フェルト作家 Fairground Attraction 丹治久美子さん

「フェルトは「絵の具」」
フェルトバッグ作家の丹治久美子さんは、札幌スタイルに2007年に認証されリピーターができるほど幅広い層に人気の作家だ。20点以上もまとめ買いするお客さんや、最高齢は83歳の女性も彼女の作品を買っていくことからも容易に想像出来るだろう。
仙台に生まれ。母親が地元のドレスメーカー学院で学び、父親が技術者だったことが少なからず彼女のその後の「モノづくり」への想いに影響を与えたのかもしれない。
実際に本人にお会いすると、その無邪気でユニークな性格が垣間見える。

こんなエピソードがある。当時「坐禅会」なるものがあり、父親の意向もありよくお寺に通っていたそうだ。幼い子どもがよくそんな厳かな場所に、しかも坐禅しなければならない場所に通うのかと驚くが、本人曰く「ファンタが飲みたかったから」だそうだ。目的が明確である。
また、その柔らかな作風のイメージからは想像しにくい趣味もいくつかもっているようだ。
以前は自転車のロードレースの大会に出るほど自転車にはまった時期があったり、最近はお寺周りの際に持ち歩いてその寺の御朱印を頂く御朱印帳を持ってお寺を巡ることが楽しみの一つとか。

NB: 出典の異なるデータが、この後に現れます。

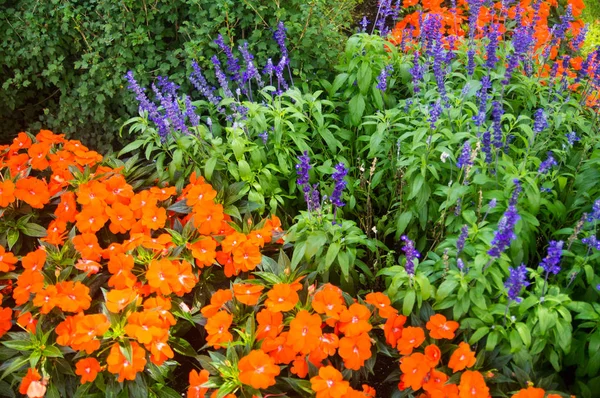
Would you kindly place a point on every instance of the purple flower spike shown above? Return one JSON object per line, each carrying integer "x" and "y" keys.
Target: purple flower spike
{"x": 411, "y": 254}
{"x": 547, "y": 164}
{"x": 338, "y": 177}
{"x": 551, "y": 262}
{"x": 517, "y": 280}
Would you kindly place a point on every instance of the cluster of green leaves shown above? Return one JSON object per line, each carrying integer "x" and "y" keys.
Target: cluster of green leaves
{"x": 64, "y": 60}
{"x": 403, "y": 179}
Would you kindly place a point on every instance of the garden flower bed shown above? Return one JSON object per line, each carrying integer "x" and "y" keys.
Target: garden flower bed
{"x": 420, "y": 220}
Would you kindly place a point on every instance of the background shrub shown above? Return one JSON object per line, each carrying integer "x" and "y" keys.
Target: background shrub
{"x": 64, "y": 60}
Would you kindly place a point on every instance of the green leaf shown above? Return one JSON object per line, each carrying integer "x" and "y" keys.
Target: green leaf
{"x": 19, "y": 345}
{"x": 479, "y": 334}
{"x": 524, "y": 332}
{"x": 409, "y": 302}
{"x": 332, "y": 253}
{"x": 34, "y": 230}
{"x": 52, "y": 352}
{"x": 356, "y": 106}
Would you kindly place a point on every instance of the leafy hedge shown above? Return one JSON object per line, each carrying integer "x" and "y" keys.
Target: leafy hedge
{"x": 63, "y": 61}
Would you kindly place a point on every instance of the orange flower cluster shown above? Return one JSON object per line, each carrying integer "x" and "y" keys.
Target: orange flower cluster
{"x": 455, "y": 23}
{"x": 325, "y": 331}
{"x": 145, "y": 255}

ご本人に実物を見せていただいたが、その朱と墨液のイメージがグラフィック的に彼女の“ツボ”にはまるらしい。

手芸を趣味として常に創作することに親しんでいた彼女だが、北海道に住むようになったのは、学生時代の修学旅行で「たまたま」訪れた北海道の自然や風土に魅了され、強い憧れをいだいたため。
また、10代の時銀座で見た立花ハジメ氏の個展で、氏の描くグラフィック作品で「文字に色を感じた」ことがデザインするということの本質を見た気がしたと語っている。
確かに、彼女の作品はプライスタグ一つにも風合いが感じられてこだわりが随所に垣間見える。「パッケージやブランドの雰囲気、世界観づくりにはお金をかける主義」なのは、作品をトータルで「デザイン」することの重要性を理解しているからなのではないだろうか。

「10年間のキャリアながら“無名”」
手芸を続けてきた彼女にとって、厚手でその質感が独特なフェルトという素材に出会うのは自然なことだったのだろう。
驚くのは作品をつくり続けて10年以上、個展を1度も開いていなかったことだ。それまでは完全に趣味で作品を作っていたという。ほぼ独学でフェルトの本や海外でメジャーな作家のDVDを観たりして研究を重ねる。そこには、自分で納得したものでないと世に出してはいけないのだというストイックなまでの想いがあった。
ただ、作ったからには誰かに知ってもらいたいと思うのは当然のこと。つくりはじめて10年が過ぎた頃、彼女も例外ではなく、「どうやったらみんなに知ってもらえるのだろうか」という気持ちを強く持つようになった。
その頃徐々に浸透し始めたインターネット。そこに個人でホームページを作るということが比較的容易になり始めた時代がやってきていた。彼女もホームページを作るためだけに、今も現役で使われている黒いノートパソコンを買い、ホームページを完成させる。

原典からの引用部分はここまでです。